Equity Trustees has pointed to upgrading and repositioning of its superannuation master trust business as being one of the factors impacting its profit for the six months to 31 December, 2015.
Releasing a preliminary half-year result to the Australian Securities Exchange (ASX), Equity Trustees said that the changes to its superannuation master trust business also included the outsourcing of its administration.
The company's announcement forecast an operating profit before tax in the range of $13.7 million to $14.2 million for the six months to 31 December, 2015.
It said that the anticipated profit compared with a $13.5 million operating profit before tax in the prior corresponding period and reflected a four per cent growth in revenue, "notwithstanding the negative impact of lower equity markets".

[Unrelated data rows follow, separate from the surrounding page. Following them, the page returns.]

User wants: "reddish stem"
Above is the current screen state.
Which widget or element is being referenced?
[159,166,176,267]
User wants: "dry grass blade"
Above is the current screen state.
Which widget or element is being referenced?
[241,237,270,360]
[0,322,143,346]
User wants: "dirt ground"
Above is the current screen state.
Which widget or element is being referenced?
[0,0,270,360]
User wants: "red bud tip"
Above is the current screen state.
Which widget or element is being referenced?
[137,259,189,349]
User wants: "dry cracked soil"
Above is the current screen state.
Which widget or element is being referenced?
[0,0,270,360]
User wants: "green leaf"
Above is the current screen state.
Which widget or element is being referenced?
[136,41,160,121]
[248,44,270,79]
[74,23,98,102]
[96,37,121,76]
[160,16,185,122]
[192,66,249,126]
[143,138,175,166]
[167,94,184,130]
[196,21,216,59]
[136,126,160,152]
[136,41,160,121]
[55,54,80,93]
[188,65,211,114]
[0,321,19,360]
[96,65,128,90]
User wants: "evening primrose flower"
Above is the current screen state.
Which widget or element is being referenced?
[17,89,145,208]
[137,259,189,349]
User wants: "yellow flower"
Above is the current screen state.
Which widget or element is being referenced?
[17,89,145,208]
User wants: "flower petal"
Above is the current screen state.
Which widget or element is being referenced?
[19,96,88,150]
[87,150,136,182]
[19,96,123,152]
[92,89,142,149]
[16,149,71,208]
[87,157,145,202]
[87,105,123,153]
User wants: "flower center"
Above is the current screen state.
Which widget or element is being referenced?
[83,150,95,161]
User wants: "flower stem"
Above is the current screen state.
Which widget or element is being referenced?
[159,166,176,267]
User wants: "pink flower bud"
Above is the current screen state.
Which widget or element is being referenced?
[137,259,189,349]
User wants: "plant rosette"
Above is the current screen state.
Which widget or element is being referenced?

The announcement said the statutory net profit after tax for the period was anticipated to be in the range of $6.5 million to $7 million and this compared to $7.6 million for the prior comparable period.
The announcement noted that the company's annual general meeting in November had been told of a number of substantial one-off projects, the amortisation of intangible assets, and tax as the reasons for the difference between the first half operating profit, and the statutory net profit after tax.
It said the projects included a Scheme of Arrangement approved by shareholders, significant work underway to review and enhance the risk management, regulatory and compliance framework, and the upgrading and repositioning of the firm's superannuation master trust business including outsourcing its administration.
"It is expected that these projects, which firmly support our overall strategic direction and strengthen the business for the future, will be substantially completed this financial year," the announcement said.